Tstat-DPDK Quick Start Guide

1. Introduction

This document is a quick start guide for Tstat-DPDK, a Tstat version supporting Intel Data Plane Development Kit (DPDK) network packet acquisition framework. Differently from the standard Tstat version, Tstat-DPDK supports multicore processing resulting in significant performance enhancements.

Tstat-DPDK consists of in a DPDK wrapper available official SVN repository

    svn co http://tstat.polito.it/svn/software/tstat/branches/tstat-dpdk/

Essentially, the DPDK wrapper acts as load balancer, reading the aggregate traffic and dispatching packets to different Tstat instances, i.e., different Tstat processes. By associating different processes to different cores the overall system can sustain multiple 10Gbps of input aggregate traffic.

Here below we provide a step by step guide to setup the overall system.
This guide is not meant to be a fine grained tutorial about Intel DPDK not Tstat functioning. For more details, we refer the reader to

2. Installation

A few general dependencies are required before to start

    sudo apt-get install linux-headers-$(uname -r)

2.1 Installing Intel DPDK

We highly recommend to use Install DPDK v1.8.0. With other versions it is NOT guaranted to work properly.
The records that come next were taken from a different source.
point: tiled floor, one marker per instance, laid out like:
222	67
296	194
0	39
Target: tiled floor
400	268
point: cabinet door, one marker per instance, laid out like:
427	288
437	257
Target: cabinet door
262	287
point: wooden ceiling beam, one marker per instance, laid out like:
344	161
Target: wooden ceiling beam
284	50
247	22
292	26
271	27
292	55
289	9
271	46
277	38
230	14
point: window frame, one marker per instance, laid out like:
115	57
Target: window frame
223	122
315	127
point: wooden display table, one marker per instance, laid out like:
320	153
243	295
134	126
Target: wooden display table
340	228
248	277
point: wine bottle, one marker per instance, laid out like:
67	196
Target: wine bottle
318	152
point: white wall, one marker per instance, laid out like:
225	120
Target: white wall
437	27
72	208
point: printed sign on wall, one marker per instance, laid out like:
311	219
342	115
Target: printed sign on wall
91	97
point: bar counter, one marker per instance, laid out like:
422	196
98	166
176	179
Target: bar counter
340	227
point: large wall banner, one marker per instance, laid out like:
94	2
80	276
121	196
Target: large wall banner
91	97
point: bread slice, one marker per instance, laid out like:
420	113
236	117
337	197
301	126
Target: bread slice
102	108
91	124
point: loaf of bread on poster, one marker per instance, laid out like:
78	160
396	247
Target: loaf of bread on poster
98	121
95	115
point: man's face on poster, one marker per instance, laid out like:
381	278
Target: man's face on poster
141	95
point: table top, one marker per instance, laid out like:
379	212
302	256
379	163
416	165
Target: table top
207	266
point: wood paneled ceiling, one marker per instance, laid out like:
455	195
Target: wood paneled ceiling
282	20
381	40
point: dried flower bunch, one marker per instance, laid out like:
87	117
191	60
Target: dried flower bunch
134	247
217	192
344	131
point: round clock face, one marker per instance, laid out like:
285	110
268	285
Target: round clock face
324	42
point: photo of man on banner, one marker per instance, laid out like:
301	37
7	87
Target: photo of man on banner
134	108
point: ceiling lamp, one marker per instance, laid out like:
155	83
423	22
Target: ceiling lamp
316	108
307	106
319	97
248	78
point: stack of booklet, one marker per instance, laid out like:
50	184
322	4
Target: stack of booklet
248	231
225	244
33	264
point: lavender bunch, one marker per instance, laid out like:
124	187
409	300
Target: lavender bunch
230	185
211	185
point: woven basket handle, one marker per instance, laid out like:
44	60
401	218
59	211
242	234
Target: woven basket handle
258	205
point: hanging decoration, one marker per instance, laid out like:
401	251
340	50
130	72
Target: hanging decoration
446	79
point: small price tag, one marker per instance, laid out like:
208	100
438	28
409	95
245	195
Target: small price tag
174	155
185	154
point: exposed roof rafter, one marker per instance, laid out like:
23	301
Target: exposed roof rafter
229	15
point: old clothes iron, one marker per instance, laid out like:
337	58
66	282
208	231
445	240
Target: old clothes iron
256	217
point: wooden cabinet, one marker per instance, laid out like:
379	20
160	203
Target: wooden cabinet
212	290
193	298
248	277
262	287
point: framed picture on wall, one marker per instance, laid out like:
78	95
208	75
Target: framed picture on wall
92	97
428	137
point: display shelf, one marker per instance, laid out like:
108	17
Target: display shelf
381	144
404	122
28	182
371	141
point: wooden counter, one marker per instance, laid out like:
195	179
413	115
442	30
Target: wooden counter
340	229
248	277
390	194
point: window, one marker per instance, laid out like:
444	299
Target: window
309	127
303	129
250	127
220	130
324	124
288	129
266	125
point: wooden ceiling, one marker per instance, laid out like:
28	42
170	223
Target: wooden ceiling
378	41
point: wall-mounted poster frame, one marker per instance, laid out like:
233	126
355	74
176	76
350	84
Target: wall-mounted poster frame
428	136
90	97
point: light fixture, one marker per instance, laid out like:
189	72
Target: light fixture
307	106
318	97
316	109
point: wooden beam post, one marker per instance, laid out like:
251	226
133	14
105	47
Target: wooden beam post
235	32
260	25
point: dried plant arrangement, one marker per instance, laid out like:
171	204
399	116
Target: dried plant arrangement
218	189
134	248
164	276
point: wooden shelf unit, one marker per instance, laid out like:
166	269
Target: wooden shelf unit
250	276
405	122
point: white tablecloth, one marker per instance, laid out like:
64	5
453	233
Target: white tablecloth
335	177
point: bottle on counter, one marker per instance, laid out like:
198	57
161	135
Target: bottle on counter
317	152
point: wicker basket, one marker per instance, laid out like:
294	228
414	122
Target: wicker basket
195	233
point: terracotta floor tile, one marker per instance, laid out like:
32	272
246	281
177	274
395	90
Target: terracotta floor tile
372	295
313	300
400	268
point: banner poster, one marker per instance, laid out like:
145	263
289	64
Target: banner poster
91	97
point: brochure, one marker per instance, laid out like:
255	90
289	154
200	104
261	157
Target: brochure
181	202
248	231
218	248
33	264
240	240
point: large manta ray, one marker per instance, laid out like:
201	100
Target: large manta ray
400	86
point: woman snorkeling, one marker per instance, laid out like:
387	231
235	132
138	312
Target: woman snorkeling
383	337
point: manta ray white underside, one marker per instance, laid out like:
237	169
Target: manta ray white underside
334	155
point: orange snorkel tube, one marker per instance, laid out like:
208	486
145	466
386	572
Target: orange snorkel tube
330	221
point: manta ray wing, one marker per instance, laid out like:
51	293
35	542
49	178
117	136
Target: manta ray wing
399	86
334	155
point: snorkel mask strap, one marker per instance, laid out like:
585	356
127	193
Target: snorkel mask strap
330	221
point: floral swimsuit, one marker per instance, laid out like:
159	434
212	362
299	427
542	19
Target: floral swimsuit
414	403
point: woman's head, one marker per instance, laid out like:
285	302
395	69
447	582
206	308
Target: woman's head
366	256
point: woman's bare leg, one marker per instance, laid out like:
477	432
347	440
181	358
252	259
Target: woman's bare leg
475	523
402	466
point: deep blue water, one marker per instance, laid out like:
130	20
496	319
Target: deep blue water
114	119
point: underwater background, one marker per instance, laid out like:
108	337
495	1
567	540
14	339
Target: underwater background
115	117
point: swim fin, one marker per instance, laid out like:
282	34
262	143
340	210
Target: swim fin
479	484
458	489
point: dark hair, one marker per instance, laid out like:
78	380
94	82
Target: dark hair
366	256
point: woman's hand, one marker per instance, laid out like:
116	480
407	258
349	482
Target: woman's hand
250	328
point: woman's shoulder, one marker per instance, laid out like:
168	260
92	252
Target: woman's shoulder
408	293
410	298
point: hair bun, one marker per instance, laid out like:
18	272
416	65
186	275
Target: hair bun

    wget http://dpdk.org/browse/dpdk/snapshot/dpdk-1.8.0.tar.gz
    tar xzf dpdk-1.8.0.tar.gz
    cd dpdk-1.8.0
    export RTE_SDK=$(pwd)
    export RTE_TARGET=x86_64-native-linuxapp-gcc
    make install T=$RTE_TARGET
    cd ..

NOTES:

2.2 Installing Tstat DPDK

This step requires to compile both Tstat and the DPDK load-balancer application. They are both available under Tstat SVN repository.

As previously pointed out, the DPDK wrapper acts as a load balancer in the overall system. From one side it interfaces with the DPDK framework, while on the other it delivers data packets to Tstat processes. For this latter functionality it relies on LibTstat. In the following we refer to the root folder of the repository with $TSTATDPDK.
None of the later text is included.